Fluorescence colocalization analysis were performed using ImageJ software (https://imagej.net/Fiji.html) with the Pearson correlation coefficients (PCC) plug-in (http://www.cpib.ac.uk/~afrench/coloc.html)⁹⁹. First, the Split channels function in ImageJ was used to split the merged fluorescence image, and then the PCC plugin was used to calculate the Pearson coefficients of the green and red channels using the default parameters of the software. PCC values fell within a range from −1 (representing negative correlations) to +1 (representing positive correlations). SGs with the size above 0.1 μm were scored as positive. The counting of SGs was conducted using the “Analyze >> Analyze Particles” plug-in in ImageJ with equal area across images. The foci size was measured automatically using ImageJ. The displayed values are averages derived from at least three separate biological experiments.
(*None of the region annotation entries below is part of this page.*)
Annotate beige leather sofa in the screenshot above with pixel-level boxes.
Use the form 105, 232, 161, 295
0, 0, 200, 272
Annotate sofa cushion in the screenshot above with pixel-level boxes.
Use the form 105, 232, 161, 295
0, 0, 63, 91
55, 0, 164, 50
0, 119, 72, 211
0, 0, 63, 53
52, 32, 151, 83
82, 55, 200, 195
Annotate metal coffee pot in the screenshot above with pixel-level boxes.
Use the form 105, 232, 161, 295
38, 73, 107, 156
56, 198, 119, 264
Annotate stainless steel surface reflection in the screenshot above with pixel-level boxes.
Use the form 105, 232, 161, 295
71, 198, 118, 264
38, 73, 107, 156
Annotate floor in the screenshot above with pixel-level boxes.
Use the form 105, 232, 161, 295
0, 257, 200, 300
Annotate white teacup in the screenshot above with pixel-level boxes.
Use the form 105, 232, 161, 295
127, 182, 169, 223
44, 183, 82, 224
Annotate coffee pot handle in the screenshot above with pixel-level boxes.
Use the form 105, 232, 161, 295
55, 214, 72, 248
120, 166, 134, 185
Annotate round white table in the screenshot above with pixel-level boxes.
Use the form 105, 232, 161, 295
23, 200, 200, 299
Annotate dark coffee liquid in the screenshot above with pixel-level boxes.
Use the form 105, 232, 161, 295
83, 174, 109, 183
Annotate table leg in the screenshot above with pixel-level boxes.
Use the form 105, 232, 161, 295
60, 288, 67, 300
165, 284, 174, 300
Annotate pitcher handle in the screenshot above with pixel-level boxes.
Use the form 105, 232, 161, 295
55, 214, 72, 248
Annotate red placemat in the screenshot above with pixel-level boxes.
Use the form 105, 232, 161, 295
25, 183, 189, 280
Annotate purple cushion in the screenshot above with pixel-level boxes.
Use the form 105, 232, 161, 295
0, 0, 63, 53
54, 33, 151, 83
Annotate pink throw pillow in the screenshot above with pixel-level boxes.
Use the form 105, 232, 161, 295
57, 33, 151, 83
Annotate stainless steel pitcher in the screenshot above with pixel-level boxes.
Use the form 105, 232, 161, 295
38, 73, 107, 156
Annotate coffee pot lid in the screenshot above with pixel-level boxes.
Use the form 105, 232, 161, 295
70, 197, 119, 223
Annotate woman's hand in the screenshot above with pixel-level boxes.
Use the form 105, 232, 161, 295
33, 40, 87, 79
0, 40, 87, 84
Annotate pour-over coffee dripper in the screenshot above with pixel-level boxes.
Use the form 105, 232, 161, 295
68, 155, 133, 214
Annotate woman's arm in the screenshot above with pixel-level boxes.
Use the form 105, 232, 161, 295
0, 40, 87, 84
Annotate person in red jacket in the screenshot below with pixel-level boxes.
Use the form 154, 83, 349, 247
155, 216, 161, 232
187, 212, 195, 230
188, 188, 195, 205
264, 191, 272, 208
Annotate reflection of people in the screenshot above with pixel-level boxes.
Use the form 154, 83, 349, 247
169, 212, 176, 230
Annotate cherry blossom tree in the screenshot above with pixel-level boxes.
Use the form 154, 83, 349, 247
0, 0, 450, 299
Statistics and reproducibility

Statistical differences (P-value) were calculated a two-tailed unpaired Student’s t test using Microsoft Excel or one-way analysis of variance (ANOVA) with Tukey’s multiple comparison test by GraphPad Prism software (version 8.0.1). The statistical analysis for each experiment is described in the figure legends. The P value < 0.05 was considered to indicate statistical significance. For representative data of western bolt such as Figs. 1b, e, 2l, m, 3d, 5a, c, 6c, e, f, h, 7e, c and Supplementary Figs. 1a, b, c, 2a, b, 6e–h, 12g, h, 14h, i, 15a, b, d, f, h, j and 17a, c, at least two biological replications were shown, each time were observed with the similar result. For representative data of confocal observation experiments such as Figs. 2a, c, e, g, i, 3e, g, i, k, m, o, q, s,  4a, d,  5d, f, i, k and  6a and Supplementary Figs. 3a–c, f, g, j, k,  4c, d,  5e,  7a,  9a, c,  10a, b,  11a,  13b,  14a–e and 16d, at least three biological replications were shown, each time at least five different seedlings were observed with the similar result. For representative data of SUC-LLVY-AMC assay such as Fig. 5h and Supplementary Fig. 11c or Ub-AMC assay such as Fig. 6j, k and Supplementary Fig. 15n, one representative replicate of three biological replications were shown, each biological replication were observed with the similar result.

Reporting summary

Further information on research design is available in the Nature Portfolio Reporting Summary linked to this article.

Author contributions

L.P. and R.L. designed the experiments. L.P., Y.Z.H., Y.L.H, and D.J. performed the experiments and analyzed the data. L.P. and R.L. wrote the manuscript.

Peer review

Peer review information

Nature Communications thanks Panagiotis Moschou and the other, anonymous, reviewer(s) for their contribution to the peer review of this work. A peer review file is available.

Data availability

All materials in this study are available from the corresponding author upon request. The raw data of AP-3β interactome and SGs ubiquitinome have been deposited to the ProteomeXchange Consortium via the PRIDE partner repository with the dataset identifier PXD054299 and PXD058194, respectively. The main data supporting the findings of this study are available within the article and its Supplementary Information. The source data underlying Figs. 1–7, Supplementary Figs. 1–17 are provided as a Source Data file. Protein list of AP-3β interactome identified by LC-MS is provided in Supplementary Data 1; protein list for Venn diagram and GO enrichment analysis is provided in Supplementary Data 2; primer sequences are provided in Supplementary Data 3; data information in ubiquitinome is provided in Supplementary Data 4. Source data are provided with this paper.

Competing interests

The authors declare no competing interests.

Supplementary information

The online version contains supplementary material available at 10.1038/s41467-025-57306-7.